Members of the Christian Democratic Union in Germany have reignited the debate about reintroducing compulsory military or community service for men and women. In France, a month of national service will be compulsory as of this autumn. Commentators believe the move could be beneficial for society.
Important lessons for life
Compulsory national service would be good not just for the state but also for the personal development of those who do it, Die Welt argues:
“Social work provides valuable lessons which benefits young people for a very long time. Generations of individuals who did compulsory civil service, like the author of this text, profited greatly from these lessons, whether they taught humility and empathy and the satisfaction of helping others or encouraged them to sign up for more training programmes. Not least, in addition to developing self-knowledge, social work promotes what used to be known as moral maturity. And that's not a bad thing.”
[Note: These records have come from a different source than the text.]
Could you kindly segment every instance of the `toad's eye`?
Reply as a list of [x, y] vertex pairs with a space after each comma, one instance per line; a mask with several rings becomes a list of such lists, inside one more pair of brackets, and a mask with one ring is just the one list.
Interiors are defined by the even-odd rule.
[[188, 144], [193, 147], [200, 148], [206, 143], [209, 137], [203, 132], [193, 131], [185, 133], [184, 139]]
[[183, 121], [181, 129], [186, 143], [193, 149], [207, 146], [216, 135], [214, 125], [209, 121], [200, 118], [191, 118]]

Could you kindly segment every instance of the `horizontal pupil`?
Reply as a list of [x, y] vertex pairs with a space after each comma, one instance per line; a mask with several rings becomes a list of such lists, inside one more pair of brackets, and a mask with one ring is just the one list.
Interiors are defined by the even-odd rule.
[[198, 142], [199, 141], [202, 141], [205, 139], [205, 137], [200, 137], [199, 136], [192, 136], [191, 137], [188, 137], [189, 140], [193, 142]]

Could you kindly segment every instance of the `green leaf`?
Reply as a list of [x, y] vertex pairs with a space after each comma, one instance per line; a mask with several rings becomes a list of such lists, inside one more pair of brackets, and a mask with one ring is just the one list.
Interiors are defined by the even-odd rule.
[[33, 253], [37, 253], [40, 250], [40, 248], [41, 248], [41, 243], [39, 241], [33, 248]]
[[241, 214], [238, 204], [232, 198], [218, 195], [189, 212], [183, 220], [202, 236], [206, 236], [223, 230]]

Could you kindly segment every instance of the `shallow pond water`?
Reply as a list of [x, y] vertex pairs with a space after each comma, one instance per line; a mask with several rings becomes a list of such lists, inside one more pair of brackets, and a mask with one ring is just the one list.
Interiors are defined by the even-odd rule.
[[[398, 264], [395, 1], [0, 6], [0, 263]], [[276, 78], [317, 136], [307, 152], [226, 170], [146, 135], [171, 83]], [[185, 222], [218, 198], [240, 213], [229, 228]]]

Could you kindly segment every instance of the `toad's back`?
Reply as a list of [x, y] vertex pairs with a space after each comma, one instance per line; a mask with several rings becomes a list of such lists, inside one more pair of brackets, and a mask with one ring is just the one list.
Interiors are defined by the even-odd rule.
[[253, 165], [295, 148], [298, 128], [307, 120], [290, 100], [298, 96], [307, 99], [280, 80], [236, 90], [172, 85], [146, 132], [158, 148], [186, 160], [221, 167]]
Sitting around in barracks a waste of time
De Standaard would also like to see a greater sense of responsibility developing in society, but it doubts that compulsory national service is the way to achieve this:
“Conscription is seen as a form of civic engagement in the service of the nation. And all Europe is suffering from a lack of civic engagement. ... The relationship between the nation state and its citizens has become too cold and calculating. The citizens position themselves as consumers vis-à-vis the state. ... But being a citizen of a nation is a responsibility. And that responsibility is something that has to be allocated. The idea that everyone should join the army for that has long been passé. Polishing shoes in a barracks is a stupid waste of time. But the debate about how we citizens can be more active in society is necessary.”